Thursday, November 13, 2025

Michael Klein | The Dissident Doctor

by Domhnall

Clinician, Activist, and Thought Leader who Challenged Accepted Obstetric Care

Family Physician, Pediatrician, Neonatologist, Maternity Care Researcher, Maternity, Primary Care and Organizational Consultant

“Refusing to serve as an officer in the US Army Medical Corps during the Viet Nam War, he fled to Canada in 1967 with his wife Bonnie. He became a family practitioner, pediatrician, advocate, professor, and researcher at McGill and the University of British Columbia. Michael Klein has played a vital role in placing maternity care at the heart of family medicine. Motivated by concerns over the harmful effects of certain then widespread medical interventions, he pushed for the adoption of family-friendly birth practices, the re-introduction of midwifery, the promotion of doulas in birth and the elimination of routine intrusive interventions such as episiotomy. An influential mentor to many, his approaches are now widely adopted in maternity care.” Citation for the Order of Canada 2016.

For the full story of his lifetime of activism, research, and pioneering work in family medicine, see his personal website

Watch the video of the interview below or on Youtube or listen to the podcast on Spotify and all the major platforms

“The term ‘red diaper baby’ refers to the children of the left wingers, which goes back to the McCarthy period (in the USA). So, I was one of those. My parents were very radical for the time and we were a generation of babies who lived and grew up in the shadow of McCarthyism.”

Today we’re in Vancouver and I’m talking to Professor Michael Klein.

Michael, you’ve influenced generations of primary care researchers, but more importantly, you have never been afraid to challenge the status quo. You described yourself once as a ‘red diaper baby’. Tell us what that means…

Michael Klein:  The term ‘red diaper baby’ refers to the children of the left wingers, which goes back to the McCarthy period (in the USA). So, I was one of those. My parents were very radical for the time and we were a generation of babies who lived and grew up in the shadow of McCarthyism.

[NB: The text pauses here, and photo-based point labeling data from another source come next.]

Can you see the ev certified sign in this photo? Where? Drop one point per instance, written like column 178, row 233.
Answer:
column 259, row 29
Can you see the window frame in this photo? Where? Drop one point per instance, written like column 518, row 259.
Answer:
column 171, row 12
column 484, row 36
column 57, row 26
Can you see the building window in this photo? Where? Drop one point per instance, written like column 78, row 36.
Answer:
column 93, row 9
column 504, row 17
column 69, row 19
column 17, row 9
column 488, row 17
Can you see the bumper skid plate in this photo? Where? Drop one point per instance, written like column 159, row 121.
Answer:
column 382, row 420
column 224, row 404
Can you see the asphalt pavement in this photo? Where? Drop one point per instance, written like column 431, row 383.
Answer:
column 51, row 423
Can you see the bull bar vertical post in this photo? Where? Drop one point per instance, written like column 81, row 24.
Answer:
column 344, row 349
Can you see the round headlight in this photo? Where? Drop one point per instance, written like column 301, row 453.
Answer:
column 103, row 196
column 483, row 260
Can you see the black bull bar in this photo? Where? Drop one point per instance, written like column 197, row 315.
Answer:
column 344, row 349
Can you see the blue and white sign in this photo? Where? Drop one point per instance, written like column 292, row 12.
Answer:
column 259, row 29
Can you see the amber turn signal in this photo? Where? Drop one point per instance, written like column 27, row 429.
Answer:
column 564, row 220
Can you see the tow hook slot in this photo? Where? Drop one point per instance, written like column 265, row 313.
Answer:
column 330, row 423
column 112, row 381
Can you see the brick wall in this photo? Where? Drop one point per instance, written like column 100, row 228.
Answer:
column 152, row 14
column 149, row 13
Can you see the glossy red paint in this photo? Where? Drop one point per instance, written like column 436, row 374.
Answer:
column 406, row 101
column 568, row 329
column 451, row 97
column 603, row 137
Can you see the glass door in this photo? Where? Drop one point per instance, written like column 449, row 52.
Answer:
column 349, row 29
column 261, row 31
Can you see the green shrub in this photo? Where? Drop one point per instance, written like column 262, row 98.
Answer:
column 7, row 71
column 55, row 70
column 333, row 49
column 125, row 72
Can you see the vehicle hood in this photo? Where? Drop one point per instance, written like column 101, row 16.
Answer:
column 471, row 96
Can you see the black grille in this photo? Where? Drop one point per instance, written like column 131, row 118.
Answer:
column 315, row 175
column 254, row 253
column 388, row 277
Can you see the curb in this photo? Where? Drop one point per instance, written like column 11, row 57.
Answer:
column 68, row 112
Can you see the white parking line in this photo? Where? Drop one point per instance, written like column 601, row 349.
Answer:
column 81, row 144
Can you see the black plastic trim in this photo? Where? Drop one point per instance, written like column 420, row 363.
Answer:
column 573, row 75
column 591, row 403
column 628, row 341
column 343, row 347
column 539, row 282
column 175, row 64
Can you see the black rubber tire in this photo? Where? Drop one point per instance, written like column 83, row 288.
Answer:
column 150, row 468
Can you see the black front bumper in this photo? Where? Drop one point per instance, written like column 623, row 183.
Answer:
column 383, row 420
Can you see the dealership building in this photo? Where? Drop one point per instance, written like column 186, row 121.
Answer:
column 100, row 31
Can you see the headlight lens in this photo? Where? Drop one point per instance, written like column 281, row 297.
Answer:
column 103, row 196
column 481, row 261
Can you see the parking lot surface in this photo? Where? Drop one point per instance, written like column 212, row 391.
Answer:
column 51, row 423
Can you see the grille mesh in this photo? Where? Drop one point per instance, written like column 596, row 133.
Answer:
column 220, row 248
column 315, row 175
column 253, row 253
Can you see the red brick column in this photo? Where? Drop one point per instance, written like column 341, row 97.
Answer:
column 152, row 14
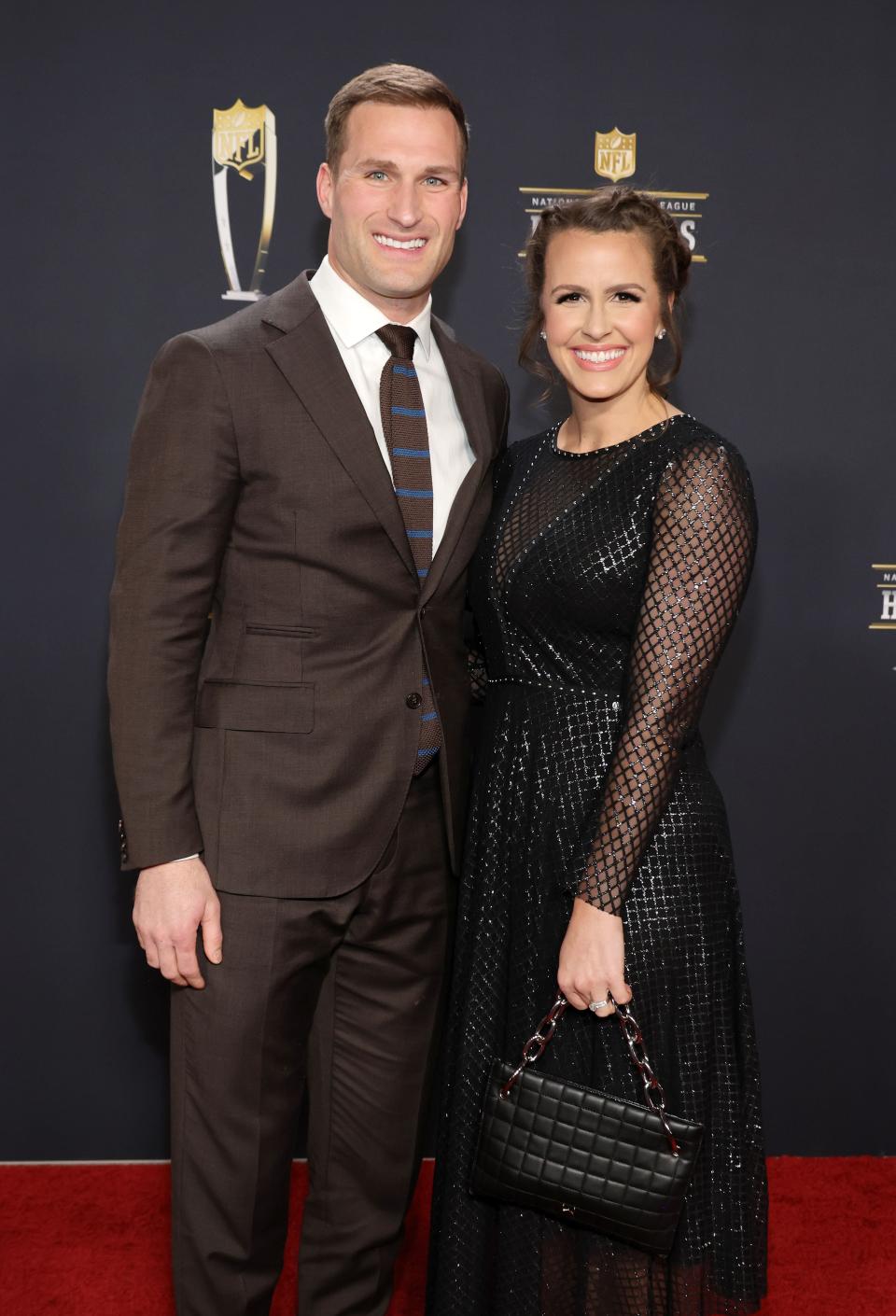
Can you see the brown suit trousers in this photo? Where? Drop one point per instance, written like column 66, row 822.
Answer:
column 269, row 637
column 343, row 995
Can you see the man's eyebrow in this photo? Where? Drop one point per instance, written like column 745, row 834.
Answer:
column 388, row 166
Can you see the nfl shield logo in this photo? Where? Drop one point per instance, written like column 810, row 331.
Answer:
column 238, row 137
column 615, row 154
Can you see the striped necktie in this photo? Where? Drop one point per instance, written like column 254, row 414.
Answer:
column 407, row 440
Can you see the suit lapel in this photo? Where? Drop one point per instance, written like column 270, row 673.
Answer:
column 466, row 385
column 312, row 366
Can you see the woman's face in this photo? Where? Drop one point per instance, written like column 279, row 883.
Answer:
column 600, row 305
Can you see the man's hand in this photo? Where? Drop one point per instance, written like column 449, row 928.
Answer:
column 170, row 903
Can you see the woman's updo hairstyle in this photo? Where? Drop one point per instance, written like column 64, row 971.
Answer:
column 612, row 209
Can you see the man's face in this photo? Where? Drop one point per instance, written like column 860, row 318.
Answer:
column 395, row 202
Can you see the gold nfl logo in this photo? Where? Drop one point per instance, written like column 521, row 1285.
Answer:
column 615, row 154
column 238, row 135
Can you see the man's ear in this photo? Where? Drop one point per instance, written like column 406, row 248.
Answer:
column 325, row 189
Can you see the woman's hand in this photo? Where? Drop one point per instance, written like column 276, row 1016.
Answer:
column 593, row 959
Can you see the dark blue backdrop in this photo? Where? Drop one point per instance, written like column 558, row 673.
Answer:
column 784, row 116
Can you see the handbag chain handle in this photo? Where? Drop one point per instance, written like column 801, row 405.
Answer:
column 652, row 1090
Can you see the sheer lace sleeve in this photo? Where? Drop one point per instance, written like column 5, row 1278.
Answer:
column 700, row 561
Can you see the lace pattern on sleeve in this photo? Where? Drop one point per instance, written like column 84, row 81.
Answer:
column 699, row 567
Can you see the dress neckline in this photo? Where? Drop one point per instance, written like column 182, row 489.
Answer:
column 642, row 437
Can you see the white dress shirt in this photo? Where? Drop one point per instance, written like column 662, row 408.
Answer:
column 353, row 321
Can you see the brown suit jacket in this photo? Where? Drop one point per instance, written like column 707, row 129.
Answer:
column 280, row 741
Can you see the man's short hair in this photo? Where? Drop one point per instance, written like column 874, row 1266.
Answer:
column 391, row 84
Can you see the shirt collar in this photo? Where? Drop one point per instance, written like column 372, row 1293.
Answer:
column 353, row 317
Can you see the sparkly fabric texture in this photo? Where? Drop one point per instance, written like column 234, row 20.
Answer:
column 604, row 590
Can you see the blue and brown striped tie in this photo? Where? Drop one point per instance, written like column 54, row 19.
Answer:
column 407, row 439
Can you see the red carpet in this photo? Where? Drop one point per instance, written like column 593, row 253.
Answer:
column 92, row 1239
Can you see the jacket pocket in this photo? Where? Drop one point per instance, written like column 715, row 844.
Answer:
column 256, row 707
column 301, row 632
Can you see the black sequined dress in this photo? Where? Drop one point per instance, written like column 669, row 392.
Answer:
column 604, row 590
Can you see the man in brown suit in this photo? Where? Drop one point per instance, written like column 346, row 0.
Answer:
column 314, row 478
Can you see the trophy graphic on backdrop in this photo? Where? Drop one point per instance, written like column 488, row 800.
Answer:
column 244, row 140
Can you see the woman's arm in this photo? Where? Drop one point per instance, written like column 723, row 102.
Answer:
column 699, row 567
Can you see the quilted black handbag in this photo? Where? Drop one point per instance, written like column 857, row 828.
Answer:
column 571, row 1152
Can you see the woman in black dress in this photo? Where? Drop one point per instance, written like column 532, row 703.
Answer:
column 604, row 590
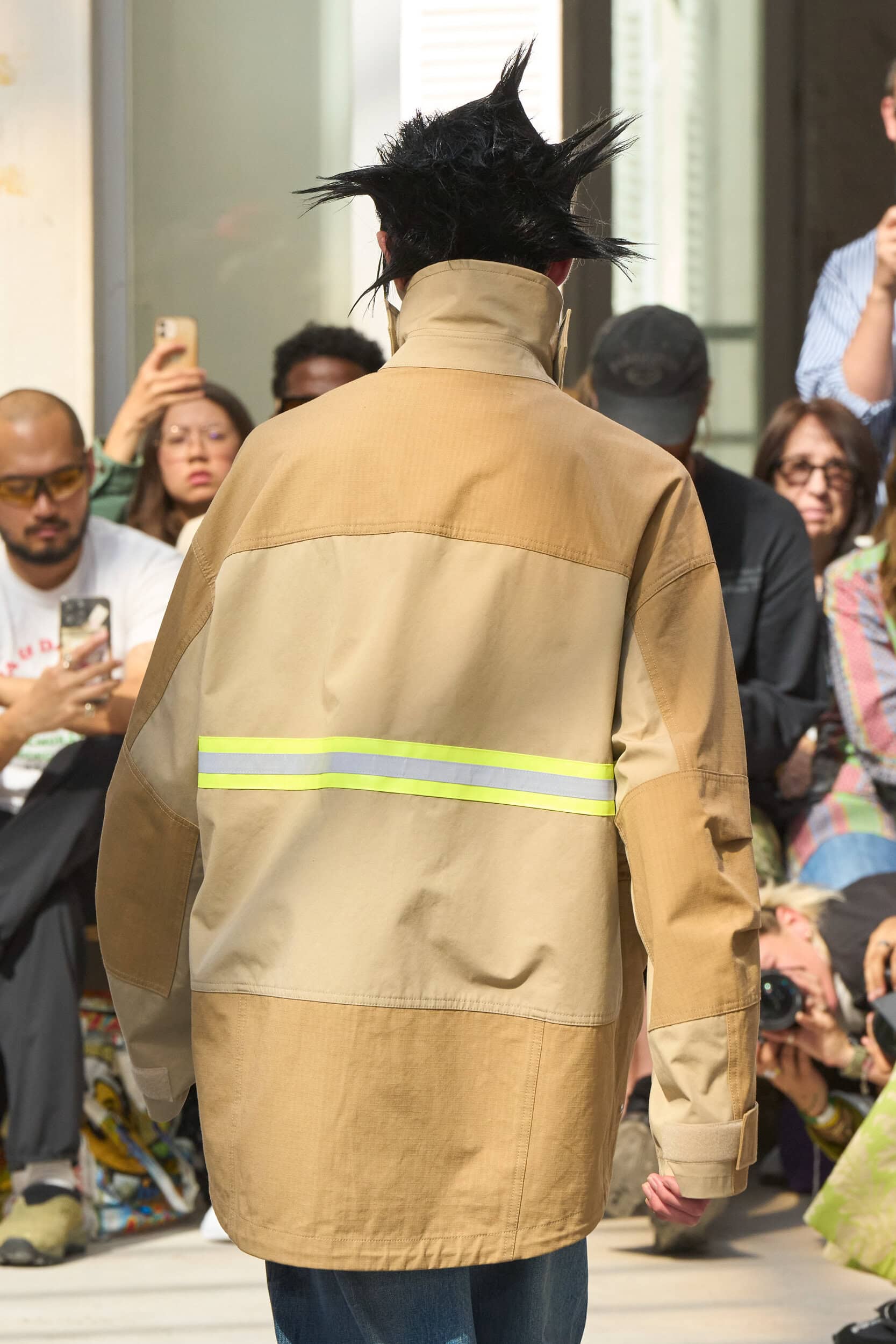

DMacA:  Your first degree was in political science, which must have fed that enthusiasm for challenging politics?

MK:  Well, it was partially that, but it was also that I really didn’t want to be hanging around with pre-med students. So, I took the bare minimum to get into medical school but I was majoring in political science at Oberlin College.

DMacA: Tell us about that experience.

MK: Oberlin College is a small Midwestern college with a unique history. It was the first college to admit women in the United States, it was a stop on the underground railroad, and it was the first college to admit Blacks. It was and remains very liberal but much more than liberal in its foundation.

DMacA:  When did you decide to do medicine and how did that undergraduate medical training go?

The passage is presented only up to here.